Néanmoins, deux types de paysans dans le village sont à distinguer. D’une part, on a des personnes qui vont cultiver uniquement le riz, dans une optique de subsistance. Ces personnes ne cultivent rien d’autre ensuite et tirent donc leurs revenus exclusivement d’autres sources, soit que les revenus proviennent de leur propre force de travail, soit qu’ils proviennent de leurs enfants vivant avec eux ou ailleurs. D’autre part, il y a des paysans qui, outre le riz, cultivent d’autres plantes et en tirent une plus ou moins grande partie de leurs revenus.

Parallèlement la pratique des cultures de rente entraîne un processus d’intensification. Dès lors que d’autres cultures sont pratiquées en plus du riz, toute l’année peut être dédiée au travail agricole. Les rizières qui étaient laissées en jachère pendant la saison sèche, sont maintenant presque systématiquement transformées en champs lors de cette saison afin de faire pousser maïs, piments ou autres. Le système agricole actuel du village de Nong Bua met donc à contribution la terre et les hommes toute l’année.

Enfin pour terminer cet examen des implications du système agricole du village, il convient de mentionner les conséquences concrètes de la commercialisation de l’agriculture pour les paysans.
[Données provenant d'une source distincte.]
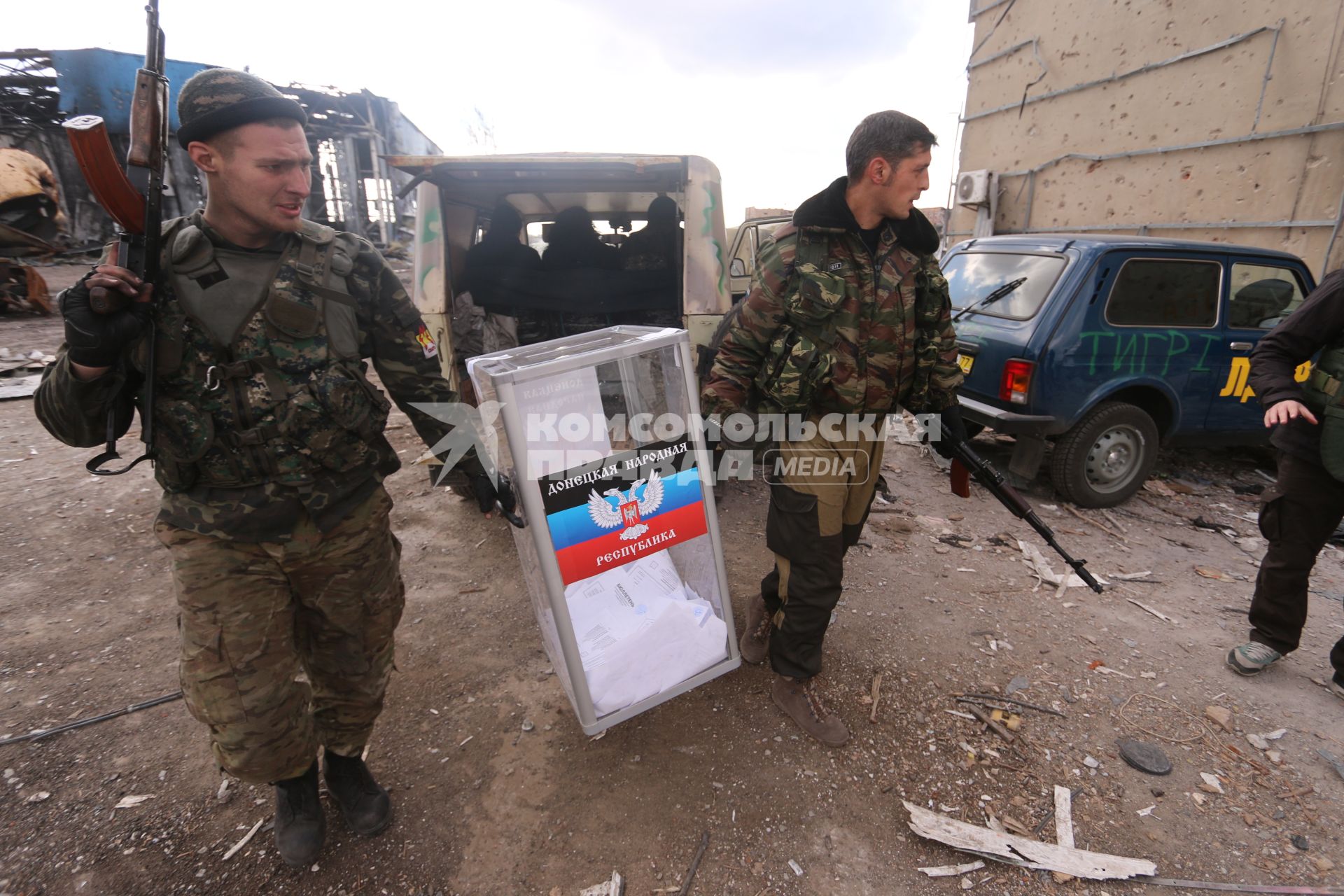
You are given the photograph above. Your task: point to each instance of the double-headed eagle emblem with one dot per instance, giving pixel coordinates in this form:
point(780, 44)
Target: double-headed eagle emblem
point(628, 508)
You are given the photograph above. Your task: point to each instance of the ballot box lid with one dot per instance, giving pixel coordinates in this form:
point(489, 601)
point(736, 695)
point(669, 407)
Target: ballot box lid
point(571, 352)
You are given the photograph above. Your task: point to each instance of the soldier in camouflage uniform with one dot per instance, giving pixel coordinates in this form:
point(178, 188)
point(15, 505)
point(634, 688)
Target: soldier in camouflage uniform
point(270, 451)
point(847, 315)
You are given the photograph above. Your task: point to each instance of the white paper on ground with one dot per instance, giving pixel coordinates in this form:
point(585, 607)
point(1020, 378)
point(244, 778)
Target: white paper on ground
point(612, 606)
point(666, 653)
point(638, 633)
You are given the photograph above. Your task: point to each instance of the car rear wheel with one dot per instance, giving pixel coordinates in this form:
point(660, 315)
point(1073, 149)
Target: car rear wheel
point(1107, 457)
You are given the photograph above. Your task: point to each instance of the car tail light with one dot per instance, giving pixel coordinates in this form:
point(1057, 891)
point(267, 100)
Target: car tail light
point(1016, 382)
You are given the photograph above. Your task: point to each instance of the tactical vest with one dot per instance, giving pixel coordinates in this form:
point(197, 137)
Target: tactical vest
point(288, 398)
point(802, 356)
point(1324, 391)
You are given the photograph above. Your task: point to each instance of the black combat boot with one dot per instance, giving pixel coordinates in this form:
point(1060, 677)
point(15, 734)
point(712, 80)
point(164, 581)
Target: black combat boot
point(300, 822)
point(363, 804)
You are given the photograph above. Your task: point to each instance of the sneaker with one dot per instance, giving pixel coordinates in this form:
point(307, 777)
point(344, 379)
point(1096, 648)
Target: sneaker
point(1253, 657)
point(300, 822)
point(756, 637)
point(363, 804)
point(802, 703)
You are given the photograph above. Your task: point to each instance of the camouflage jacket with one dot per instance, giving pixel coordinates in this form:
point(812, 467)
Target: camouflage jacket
point(284, 418)
point(828, 327)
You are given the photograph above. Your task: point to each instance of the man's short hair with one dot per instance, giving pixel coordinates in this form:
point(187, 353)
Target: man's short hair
point(890, 134)
point(227, 140)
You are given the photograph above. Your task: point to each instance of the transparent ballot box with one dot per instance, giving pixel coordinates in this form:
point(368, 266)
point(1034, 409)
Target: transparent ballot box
point(622, 551)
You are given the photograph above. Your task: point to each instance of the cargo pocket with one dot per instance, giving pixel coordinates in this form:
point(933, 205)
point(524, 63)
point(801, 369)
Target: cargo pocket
point(334, 418)
point(816, 300)
point(1272, 514)
point(794, 371)
point(792, 523)
point(209, 684)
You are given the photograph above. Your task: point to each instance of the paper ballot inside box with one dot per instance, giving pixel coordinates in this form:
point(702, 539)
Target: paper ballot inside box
point(641, 630)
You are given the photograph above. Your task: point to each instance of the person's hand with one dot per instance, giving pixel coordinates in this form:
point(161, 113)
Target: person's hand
point(489, 493)
point(97, 340)
point(1281, 413)
point(952, 430)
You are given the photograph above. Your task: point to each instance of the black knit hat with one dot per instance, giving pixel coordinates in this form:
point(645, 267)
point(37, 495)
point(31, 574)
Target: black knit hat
point(217, 99)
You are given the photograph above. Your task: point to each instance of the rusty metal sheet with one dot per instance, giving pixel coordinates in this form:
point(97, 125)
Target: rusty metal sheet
point(29, 198)
point(23, 289)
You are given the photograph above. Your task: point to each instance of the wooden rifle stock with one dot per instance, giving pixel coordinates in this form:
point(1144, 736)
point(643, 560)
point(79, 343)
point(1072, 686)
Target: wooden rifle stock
point(139, 214)
point(104, 174)
point(967, 464)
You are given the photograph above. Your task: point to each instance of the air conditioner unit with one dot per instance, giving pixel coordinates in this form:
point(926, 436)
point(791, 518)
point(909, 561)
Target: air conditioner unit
point(974, 188)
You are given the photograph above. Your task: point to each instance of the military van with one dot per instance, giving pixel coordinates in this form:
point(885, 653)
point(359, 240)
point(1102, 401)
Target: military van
point(456, 197)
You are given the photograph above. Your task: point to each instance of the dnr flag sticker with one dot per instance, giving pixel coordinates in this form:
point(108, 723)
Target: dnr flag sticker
point(625, 507)
point(426, 342)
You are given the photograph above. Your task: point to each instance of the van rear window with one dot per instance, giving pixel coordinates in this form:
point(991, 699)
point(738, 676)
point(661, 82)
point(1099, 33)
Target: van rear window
point(1158, 292)
point(972, 277)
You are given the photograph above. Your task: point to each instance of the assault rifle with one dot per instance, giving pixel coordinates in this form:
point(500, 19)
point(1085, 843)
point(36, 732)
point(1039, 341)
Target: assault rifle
point(967, 464)
point(134, 197)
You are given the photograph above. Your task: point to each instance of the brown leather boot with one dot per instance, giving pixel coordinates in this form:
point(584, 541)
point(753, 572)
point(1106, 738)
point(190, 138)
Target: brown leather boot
point(756, 637)
point(802, 703)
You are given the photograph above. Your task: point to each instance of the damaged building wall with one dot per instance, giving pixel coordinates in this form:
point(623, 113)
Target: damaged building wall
point(1160, 117)
point(353, 187)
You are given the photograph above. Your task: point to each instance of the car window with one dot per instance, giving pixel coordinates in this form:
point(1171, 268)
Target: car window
point(750, 245)
point(746, 251)
point(1152, 292)
point(1262, 296)
point(974, 276)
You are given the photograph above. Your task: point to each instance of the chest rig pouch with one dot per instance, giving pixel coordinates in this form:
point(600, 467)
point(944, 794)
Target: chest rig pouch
point(800, 359)
point(288, 397)
point(932, 301)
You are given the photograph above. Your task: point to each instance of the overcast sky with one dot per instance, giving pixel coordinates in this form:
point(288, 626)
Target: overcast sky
point(769, 92)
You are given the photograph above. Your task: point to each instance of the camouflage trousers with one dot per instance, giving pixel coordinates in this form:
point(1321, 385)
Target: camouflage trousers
point(820, 493)
point(253, 617)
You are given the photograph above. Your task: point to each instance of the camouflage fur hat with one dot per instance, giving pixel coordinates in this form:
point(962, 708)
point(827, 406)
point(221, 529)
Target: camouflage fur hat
point(217, 99)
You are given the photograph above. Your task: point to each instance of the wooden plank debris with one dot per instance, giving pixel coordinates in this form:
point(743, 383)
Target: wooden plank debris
point(1022, 850)
point(952, 871)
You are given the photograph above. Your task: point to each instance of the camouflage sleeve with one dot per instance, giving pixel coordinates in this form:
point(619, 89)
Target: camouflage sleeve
point(748, 339)
point(946, 374)
point(403, 354)
point(76, 412)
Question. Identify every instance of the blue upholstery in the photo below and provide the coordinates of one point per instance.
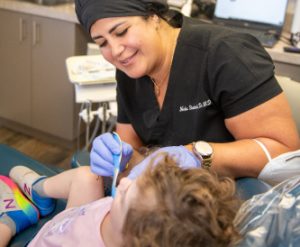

L’agriculture commerciale nécessite l’interaction des paysans avec des intermédiaires que ce soit pour s’approvisionner en semences (toutes les semences des cultures de rente sont achetées) ou pour la vente des produits. La plupart des villageois passent par des intermédiaires installés à Tha Wang Pha. Ce sont des petits commerçants avec lesquels les villageois ont développé une relation personnelle. Mais il arrive que certains paysans traitent avec des coopératives agricoles ou encore la BACA.